The capital investment made by DECC will establish facilities for the development of nuclear fuels with enhanced accident tolerance. These fuels are being developed to improve resilience during extreme events that might result in a “station blackout”. Whilst enhancing safety performance the fuels are also being designed to improve the economics and efficiency of existing and next generation reactors, including some designs of small modular reactors. In particular fuel materials with higher density and thermal conductivity, such as uranium nitrides and silicides, are being considered as potential replacements for uranium oxide.

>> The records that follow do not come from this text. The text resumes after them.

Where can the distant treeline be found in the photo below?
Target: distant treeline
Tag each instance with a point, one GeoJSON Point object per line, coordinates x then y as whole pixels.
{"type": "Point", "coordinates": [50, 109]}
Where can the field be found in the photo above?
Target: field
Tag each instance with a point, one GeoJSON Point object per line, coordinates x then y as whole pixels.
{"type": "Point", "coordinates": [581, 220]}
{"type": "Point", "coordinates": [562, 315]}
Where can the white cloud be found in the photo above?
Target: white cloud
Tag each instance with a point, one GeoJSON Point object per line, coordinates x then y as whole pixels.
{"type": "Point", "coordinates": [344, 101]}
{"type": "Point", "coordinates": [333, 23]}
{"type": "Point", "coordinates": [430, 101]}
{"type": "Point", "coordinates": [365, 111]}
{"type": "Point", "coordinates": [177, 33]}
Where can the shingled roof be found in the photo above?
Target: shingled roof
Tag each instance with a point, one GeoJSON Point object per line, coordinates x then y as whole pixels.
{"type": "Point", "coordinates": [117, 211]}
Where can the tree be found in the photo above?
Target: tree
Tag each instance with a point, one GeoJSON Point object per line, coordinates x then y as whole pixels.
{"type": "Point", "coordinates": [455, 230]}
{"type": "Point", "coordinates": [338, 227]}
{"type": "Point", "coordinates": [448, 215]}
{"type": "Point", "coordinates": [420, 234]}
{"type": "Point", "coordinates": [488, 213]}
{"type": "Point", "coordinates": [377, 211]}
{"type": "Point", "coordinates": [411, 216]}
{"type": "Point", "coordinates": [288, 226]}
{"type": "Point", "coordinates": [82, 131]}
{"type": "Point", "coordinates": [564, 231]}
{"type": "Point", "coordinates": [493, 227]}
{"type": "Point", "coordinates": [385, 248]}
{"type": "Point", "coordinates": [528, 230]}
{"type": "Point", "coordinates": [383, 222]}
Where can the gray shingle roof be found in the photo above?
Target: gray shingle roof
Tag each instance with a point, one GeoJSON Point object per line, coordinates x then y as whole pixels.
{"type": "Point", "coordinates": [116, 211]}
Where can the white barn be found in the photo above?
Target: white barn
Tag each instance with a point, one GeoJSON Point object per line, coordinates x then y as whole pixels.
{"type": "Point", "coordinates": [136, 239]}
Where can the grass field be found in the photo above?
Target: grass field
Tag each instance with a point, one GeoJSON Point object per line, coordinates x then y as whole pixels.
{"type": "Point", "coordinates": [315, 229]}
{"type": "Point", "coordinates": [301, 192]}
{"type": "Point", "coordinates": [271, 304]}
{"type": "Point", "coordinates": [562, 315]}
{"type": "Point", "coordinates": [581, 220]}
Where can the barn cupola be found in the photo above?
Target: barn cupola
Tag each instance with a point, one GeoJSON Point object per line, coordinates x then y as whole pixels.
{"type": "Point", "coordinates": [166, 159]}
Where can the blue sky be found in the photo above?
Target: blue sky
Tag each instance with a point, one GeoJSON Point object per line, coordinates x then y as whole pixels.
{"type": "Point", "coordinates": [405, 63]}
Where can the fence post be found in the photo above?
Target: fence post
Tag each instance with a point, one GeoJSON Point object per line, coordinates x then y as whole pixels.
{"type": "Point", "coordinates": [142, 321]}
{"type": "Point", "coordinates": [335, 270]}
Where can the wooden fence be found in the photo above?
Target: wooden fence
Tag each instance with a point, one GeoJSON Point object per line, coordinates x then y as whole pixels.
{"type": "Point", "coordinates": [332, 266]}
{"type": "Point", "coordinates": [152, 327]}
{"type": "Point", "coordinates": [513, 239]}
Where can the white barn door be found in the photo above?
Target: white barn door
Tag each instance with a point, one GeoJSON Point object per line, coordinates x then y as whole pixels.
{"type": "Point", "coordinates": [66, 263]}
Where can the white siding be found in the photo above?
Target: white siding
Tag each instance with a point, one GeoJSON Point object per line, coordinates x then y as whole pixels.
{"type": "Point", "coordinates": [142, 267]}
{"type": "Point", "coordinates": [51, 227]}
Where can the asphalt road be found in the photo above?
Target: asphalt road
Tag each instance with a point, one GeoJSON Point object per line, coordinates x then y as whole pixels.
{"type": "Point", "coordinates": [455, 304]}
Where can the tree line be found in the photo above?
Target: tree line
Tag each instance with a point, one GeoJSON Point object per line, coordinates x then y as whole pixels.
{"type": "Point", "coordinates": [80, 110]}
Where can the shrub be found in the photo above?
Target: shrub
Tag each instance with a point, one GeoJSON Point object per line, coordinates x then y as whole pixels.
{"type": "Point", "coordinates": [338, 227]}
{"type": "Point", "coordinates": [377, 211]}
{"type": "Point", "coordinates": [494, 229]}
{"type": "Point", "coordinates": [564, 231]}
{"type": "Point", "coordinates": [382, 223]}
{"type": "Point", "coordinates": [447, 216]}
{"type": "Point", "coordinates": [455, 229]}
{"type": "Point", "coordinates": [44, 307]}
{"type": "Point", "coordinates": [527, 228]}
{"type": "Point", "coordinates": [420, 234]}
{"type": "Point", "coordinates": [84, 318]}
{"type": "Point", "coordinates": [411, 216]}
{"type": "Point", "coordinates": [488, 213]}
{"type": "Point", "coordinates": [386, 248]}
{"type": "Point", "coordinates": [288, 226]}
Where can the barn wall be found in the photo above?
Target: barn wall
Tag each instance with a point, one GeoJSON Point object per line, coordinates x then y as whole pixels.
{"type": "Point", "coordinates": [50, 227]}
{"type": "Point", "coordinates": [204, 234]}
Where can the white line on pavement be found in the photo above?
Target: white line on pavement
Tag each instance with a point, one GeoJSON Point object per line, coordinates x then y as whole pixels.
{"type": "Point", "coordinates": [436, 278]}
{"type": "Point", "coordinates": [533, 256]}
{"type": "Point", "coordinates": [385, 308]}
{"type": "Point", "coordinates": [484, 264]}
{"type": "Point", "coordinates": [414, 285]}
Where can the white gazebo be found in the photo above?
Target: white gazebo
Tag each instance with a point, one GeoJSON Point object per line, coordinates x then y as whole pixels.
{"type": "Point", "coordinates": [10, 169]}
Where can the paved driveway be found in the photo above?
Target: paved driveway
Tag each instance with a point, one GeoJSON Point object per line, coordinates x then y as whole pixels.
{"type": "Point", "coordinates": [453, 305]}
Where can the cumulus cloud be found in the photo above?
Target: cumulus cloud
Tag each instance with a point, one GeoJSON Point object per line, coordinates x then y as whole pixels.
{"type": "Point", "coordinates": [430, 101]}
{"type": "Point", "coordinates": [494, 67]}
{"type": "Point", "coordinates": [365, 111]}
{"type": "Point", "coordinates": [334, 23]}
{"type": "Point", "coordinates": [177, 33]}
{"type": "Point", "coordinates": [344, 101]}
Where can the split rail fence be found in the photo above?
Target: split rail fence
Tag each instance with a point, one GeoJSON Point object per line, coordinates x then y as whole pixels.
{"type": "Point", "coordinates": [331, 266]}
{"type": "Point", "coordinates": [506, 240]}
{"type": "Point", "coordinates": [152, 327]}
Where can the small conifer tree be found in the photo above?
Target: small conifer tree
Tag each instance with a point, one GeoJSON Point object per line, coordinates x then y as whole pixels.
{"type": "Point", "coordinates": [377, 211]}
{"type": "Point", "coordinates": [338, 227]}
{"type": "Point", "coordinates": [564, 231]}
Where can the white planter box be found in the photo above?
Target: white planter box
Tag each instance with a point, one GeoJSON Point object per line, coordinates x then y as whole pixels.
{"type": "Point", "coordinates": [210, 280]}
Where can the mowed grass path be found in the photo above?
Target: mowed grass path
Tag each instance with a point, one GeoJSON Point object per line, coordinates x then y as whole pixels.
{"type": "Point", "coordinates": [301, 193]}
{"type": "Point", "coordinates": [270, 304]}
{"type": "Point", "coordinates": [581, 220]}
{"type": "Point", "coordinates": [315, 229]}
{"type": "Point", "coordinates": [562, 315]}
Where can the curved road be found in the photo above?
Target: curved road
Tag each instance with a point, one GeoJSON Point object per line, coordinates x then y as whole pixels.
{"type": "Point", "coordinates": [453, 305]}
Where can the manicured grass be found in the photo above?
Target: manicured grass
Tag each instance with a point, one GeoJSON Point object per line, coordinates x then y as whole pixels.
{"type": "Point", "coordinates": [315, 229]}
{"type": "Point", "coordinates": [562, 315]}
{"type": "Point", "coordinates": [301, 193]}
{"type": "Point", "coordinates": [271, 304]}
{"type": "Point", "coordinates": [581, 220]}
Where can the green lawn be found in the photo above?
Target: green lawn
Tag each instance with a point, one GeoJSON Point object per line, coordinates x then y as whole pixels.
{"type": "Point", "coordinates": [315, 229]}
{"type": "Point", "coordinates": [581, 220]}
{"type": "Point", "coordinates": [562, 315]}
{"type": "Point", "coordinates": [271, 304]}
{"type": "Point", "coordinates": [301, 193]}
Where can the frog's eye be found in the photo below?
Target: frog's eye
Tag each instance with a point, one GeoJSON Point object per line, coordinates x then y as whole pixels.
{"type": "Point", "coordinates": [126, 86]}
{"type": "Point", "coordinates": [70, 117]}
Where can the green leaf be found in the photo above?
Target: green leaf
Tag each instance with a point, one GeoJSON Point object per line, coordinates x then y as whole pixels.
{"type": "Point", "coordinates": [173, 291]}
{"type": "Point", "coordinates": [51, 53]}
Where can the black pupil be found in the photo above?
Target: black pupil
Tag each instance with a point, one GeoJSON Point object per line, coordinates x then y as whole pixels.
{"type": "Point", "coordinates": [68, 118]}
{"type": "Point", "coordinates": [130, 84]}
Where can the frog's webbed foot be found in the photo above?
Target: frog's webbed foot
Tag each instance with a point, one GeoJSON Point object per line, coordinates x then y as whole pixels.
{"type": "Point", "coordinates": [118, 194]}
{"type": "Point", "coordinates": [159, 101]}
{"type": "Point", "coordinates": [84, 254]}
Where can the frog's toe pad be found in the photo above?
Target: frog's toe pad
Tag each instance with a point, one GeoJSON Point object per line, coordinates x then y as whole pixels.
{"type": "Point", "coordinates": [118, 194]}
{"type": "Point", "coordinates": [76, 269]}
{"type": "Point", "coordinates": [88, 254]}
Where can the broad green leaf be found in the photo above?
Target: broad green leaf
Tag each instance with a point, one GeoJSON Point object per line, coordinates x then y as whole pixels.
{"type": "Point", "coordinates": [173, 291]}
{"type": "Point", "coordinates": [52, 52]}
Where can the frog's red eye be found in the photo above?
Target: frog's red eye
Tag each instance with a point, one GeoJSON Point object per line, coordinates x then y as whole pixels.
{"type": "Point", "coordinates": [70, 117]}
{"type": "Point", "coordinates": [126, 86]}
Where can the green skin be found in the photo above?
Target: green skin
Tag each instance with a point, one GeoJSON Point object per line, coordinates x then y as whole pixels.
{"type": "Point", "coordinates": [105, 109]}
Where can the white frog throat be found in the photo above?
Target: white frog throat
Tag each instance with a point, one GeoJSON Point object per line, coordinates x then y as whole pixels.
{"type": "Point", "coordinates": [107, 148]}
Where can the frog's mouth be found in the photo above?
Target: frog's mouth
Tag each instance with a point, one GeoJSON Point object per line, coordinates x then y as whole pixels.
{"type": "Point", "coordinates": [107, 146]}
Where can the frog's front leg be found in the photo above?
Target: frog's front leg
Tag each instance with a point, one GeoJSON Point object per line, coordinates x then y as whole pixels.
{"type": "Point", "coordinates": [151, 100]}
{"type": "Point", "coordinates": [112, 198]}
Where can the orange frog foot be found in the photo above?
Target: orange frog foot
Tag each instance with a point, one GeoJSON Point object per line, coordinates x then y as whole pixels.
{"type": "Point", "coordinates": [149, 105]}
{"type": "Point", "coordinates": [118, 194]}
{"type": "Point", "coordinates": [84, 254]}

Through this investment, equipment will be installed at the NNL Preston Laboratory, including a purpose built rig to enable studies of the reaction between uranium hexafluoride and silicon as well as an arc melter for fabrication of uranium based intermetallic compounds. An inert glovebox fuel line will also be established containing grinding and milling equipment, a press and furnace, to enable pellet fabrication suitable for use in test reactor irradiations. NNL are already collaborating through a US Department of Energy, Westinghouse-led consortium to produce uranium silicide fuel pellets for irradiation in test reactors in the US and Norway. The development of this new capability will allow the scalability of manufacturing processes to be assessed as well as providing a test bed for the investigation of promising advanced fuel fabrication techniques, such as spark plasma sintering and additive manufacturing. Facilities are also being developed to characterise novel accident tolerant fuel materials, including laser flash analysis to measure thermal diffusivity, dilatometry and trace impurity analysis.
Access to the equipment will be available to researchers from outside the NNL through funded research programmes facilitated by the Nuclear Fuel Centre of Excellence (NFCE) and stakeholders including Nuclear Innovation and Research Advisory Board (NIRAB) and the National Nuclear User Facility (NNUF).